How much exactly is my disposable income?
Sometime ago, I was broke. Yes, very broke. Savings exhausted and no job in sight. I simply lived on the grace of God expressed in the occasional airtime or hand-me-downs that I got from those who suspected they were God-sent to my specific need. Operating on this platform, it took almost 4 months to save up enough to change my hairstyle. Then, one day, I went in search of a hairdresser (not my regular) to braid my hair. And, that’s where the drama began.
This Hairdresser found a space under the staircase of a block of shops and her task began. About 30 minutes into her work, I made the mistake of saying, “Well done, Ma” and the exchange afterwards is what has inspired this article.
“Thank you, Aunty. But, the money you gave us is too small, o. You have to add something to it.”
I didn’t respond immediately. I hesitated about 10 seconds to watch the replay of my life up to that point. I had been very prudent with money. My friends could attest to that fact. And, I went the extra mile to save 30% of my income while I worked. When I stopped working and had exhausted my savings, I still disciplined myself to save some money from gifts I received. Then, after 4 months, I finally had the N2,500 (less than $10) with which I could braid my hair….a hairstyle that I settled for because I could wear it for a few more months….and this young lady thinks I haven’t done enough?
I considered the fact that the young woman in question had probably been working in the last 10 years I had spent studying. I figured she probably only had passed through a Primary School or, a Secondary School at best. I had been to a tertiary institution, had worked full-time and part-time, had volunteered or interned in several organisations and had taken several online courses all the while – to increase my earning power, in addition to all the other benefits that come with acquiring and applying knowledge.

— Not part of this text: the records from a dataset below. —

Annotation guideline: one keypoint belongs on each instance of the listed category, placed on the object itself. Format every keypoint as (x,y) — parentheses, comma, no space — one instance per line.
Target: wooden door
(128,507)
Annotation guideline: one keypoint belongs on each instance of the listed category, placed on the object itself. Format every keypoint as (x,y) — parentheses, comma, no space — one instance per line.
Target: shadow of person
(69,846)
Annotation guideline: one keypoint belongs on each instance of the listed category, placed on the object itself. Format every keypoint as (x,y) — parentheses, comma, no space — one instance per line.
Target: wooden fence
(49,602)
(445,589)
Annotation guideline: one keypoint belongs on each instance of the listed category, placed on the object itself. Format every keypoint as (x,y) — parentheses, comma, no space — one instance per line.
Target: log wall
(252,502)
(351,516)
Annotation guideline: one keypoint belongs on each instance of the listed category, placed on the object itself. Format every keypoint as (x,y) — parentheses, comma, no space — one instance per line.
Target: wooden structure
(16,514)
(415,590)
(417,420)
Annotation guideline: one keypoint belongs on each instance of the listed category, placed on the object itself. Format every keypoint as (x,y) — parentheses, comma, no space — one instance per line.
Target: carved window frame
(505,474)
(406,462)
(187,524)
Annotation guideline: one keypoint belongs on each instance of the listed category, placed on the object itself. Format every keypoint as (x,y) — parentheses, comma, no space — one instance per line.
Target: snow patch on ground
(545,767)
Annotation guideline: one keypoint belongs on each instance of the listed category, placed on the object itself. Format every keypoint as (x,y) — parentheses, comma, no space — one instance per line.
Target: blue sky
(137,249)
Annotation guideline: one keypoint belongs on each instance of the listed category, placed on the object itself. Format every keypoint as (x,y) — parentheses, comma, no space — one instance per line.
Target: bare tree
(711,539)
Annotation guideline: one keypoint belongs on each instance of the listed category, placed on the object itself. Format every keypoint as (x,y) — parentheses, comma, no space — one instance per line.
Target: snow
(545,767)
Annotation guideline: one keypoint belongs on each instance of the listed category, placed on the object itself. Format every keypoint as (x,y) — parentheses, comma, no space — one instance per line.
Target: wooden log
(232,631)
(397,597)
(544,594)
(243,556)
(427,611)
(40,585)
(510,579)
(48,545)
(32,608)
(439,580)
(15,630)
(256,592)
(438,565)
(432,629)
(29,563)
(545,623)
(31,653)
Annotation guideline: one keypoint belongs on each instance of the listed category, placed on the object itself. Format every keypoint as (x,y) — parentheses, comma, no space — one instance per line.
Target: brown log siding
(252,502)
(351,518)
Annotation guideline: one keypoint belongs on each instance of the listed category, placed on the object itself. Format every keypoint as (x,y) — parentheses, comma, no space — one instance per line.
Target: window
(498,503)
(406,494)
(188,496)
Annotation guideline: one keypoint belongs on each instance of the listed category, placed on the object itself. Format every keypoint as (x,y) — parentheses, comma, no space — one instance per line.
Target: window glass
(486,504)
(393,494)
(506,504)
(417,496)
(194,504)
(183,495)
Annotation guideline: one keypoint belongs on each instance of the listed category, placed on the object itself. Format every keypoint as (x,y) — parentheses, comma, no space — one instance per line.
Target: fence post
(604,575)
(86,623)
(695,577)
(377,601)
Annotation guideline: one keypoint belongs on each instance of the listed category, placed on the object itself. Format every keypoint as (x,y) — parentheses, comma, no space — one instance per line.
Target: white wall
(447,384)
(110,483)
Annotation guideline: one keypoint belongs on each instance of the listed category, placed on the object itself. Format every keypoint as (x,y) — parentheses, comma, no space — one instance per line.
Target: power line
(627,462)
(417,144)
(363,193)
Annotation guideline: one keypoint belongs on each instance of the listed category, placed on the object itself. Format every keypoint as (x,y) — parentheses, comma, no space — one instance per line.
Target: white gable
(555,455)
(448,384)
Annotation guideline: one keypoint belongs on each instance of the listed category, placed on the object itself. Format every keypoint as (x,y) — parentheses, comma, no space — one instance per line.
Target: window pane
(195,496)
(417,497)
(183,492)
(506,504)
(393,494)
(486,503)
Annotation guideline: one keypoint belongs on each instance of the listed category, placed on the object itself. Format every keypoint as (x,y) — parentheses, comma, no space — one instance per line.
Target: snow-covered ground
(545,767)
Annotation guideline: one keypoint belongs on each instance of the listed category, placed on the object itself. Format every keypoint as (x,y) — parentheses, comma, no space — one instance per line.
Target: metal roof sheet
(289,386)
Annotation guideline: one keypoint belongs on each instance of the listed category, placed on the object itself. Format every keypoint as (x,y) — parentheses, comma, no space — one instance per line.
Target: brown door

Of what use will this information be to her, if I shared? Will she inwardly thank God she didn’t bother with seeking further education? Will she go on to share this information with her family at home, discouraging those who might only have managed to stay in school? I really couldn’t be sure how she will react. One thing was sure, though: no matter how much she empathized with my condition at the time, she will not out of pity or whatever other emotion there is, absolve me of the responsibility of paying for her services.
So, I simply said: “Madam, just pray for me to get a job, alright?”

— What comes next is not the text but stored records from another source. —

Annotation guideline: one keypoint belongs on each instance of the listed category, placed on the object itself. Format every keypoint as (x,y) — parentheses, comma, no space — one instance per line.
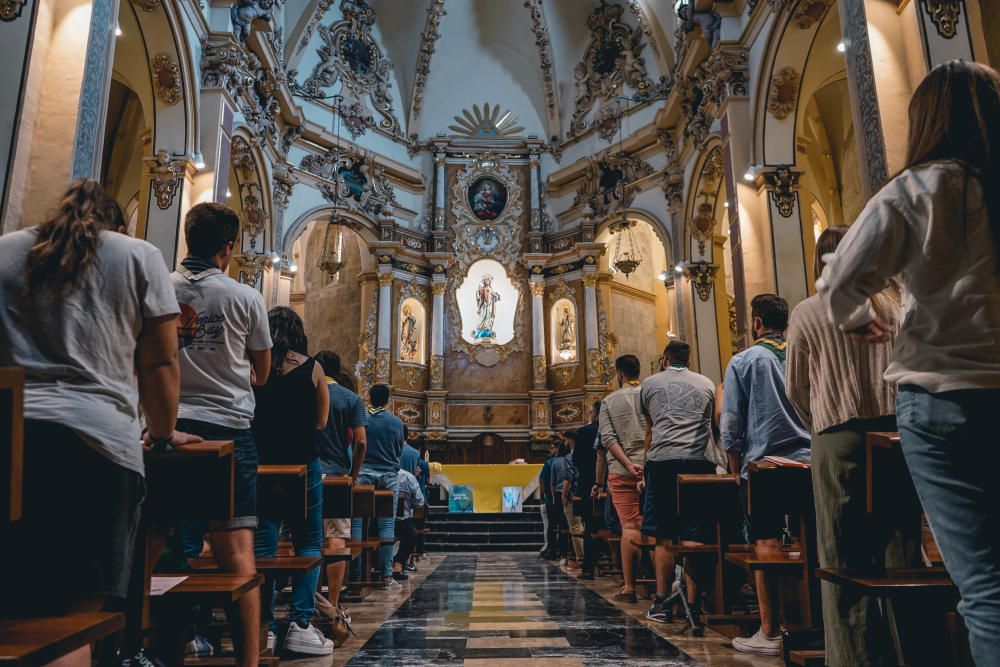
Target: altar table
(487,481)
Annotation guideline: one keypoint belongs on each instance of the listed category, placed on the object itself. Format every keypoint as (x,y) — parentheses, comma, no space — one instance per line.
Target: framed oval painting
(487,198)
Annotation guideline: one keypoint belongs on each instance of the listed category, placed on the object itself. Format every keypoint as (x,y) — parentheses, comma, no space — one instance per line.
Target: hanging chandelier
(627,257)
(331,260)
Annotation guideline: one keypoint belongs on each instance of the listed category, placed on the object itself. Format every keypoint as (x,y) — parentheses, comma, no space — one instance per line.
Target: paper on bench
(160,585)
(782,461)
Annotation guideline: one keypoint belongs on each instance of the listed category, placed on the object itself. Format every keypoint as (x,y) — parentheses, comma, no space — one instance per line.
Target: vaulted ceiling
(515,54)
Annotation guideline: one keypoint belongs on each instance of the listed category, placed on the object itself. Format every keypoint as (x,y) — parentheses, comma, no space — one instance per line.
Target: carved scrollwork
(613,58)
(165,173)
(944,15)
(437,371)
(603,187)
(538,370)
(810,12)
(351,56)
(782,184)
(564,373)
(784,93)
(166,78)
(702,276)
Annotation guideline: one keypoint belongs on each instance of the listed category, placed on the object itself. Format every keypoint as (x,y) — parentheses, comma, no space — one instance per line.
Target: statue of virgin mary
(486,310)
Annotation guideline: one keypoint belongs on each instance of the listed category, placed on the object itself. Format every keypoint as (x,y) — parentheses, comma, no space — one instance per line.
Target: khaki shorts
(337,528)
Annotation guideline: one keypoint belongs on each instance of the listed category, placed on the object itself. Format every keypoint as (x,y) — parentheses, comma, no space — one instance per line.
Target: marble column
(384,341)
(538,360)
(591,335)
(437,333)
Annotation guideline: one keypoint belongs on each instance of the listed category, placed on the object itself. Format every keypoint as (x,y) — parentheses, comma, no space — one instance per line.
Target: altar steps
(463,531)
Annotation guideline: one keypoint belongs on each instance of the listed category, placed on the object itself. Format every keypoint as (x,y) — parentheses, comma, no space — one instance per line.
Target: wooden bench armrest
(37,641)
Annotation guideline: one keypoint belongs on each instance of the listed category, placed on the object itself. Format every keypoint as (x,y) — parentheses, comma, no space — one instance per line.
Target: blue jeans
(307,536)
(382,478)
(947,439)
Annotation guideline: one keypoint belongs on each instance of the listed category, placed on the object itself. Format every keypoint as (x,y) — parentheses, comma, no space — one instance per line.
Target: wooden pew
(786,489)
(11,443)
(714,500)
(38,640)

I said it with so flat a voice, that she and another lady beside her said: “Amen!” and went on to say some other prayers for a befitting job and very soon, too. They must’ve felt an emotion I had thought my response too simple to evoke.
Now, where am I going with this story? Know thyself! Be very clear-headed. Don’t quarrel with people who make demands of your money; but don’t get carried away by those demands either. One would ordinarily have expected me to:
  1. Break down in tears of self-pity because she expected a tip from me which I couldn’t give. Or;
  2. Lash out at her for belittling my 4-months’ savings of $10. Or;
  3. Attempt to cover my shame by giving her a tip which could well have been my transport fare home or bought me a drink to calm my nerves, after absorbing such pressure from the hair-braiding process.

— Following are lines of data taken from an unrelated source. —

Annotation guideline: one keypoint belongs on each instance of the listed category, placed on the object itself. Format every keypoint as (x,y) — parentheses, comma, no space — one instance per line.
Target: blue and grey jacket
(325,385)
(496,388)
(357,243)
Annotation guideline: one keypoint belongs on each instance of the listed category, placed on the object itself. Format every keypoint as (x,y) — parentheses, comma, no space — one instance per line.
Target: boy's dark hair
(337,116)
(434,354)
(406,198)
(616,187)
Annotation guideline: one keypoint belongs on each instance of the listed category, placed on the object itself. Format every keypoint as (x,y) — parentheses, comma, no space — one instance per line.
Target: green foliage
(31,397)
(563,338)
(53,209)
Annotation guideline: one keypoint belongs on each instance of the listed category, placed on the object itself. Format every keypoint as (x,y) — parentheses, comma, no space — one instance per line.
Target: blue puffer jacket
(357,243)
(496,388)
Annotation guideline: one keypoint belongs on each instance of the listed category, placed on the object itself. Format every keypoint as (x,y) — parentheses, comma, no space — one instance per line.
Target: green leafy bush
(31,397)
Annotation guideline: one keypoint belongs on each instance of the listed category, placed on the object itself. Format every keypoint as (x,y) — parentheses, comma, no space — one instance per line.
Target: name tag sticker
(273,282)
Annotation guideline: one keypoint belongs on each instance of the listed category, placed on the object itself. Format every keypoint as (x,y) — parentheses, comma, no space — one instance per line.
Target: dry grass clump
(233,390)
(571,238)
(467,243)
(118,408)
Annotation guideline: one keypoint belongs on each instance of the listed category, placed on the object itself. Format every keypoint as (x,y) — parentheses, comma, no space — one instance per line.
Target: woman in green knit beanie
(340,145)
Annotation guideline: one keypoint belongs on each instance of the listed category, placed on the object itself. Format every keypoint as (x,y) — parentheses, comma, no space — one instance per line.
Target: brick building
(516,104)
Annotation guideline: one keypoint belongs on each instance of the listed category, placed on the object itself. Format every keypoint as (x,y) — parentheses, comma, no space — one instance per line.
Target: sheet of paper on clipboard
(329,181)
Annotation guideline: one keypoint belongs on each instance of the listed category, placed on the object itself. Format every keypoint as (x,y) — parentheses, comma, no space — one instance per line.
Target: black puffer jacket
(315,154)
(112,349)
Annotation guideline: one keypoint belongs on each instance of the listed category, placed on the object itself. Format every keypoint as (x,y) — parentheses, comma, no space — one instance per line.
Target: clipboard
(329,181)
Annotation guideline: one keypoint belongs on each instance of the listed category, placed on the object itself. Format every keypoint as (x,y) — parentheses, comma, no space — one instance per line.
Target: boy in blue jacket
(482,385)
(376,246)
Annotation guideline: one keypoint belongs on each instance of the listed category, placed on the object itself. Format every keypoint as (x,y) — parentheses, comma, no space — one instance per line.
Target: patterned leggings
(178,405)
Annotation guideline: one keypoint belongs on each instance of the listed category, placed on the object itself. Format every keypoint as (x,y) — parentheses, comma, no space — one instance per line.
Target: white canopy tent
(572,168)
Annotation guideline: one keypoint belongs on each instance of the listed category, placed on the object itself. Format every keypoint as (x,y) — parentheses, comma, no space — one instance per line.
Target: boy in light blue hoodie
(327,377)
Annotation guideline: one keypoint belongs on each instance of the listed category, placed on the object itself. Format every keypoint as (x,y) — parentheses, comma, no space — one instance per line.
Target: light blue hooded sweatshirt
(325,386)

How many times have you gone with Option 3? How many times have you spent more money than you planned because you were trying to cover-up an emotion? Was it shame? Low self-esteem?
Despite all my opportunities at education, this Hairdresser could afford things I couldn’t at the time. She momentarily had a greater earning power, in that her hair-making skills could earn her up to N10,000 ( about $40) in one day, if she got up to 4 customers. The N2,500 ($10) I needed 4 months to save up was probably her disposable income. It probably was what was left after settling all her obligations – transporting herself to Ikeja from Mowe, feeding her children, saving some in her cooperative society’s purse as a contribution against future borrowing, etc. If I had allowed her (possibly innocent) public request influence my decision, rather than the realities of my situation at the time, I would’ve gone home not just broke and hungry, but unhappy and maybe angry, too.
The bottom line, therefore, is this: calculate how much your disposable income is. Let this figure guide your spending decisions.
That you earn the same salary with your colleague does not mean you have the same disposable income. If he is unmarried, still living with his parents and has rich siblings, you must get a 2nd job or work overtime to be able to afford the things he can. Consider your wife and kids and be encouraged to give them the best.
And, if you are the only one amongst your colleagues without a side-business, consider going to the movies every fortnight rather than every week.
Or, shop in the open market rather than at the mall. You do not have the same disposable income.
At every decision point, ask yourself: “How much exactly is my disposable income?”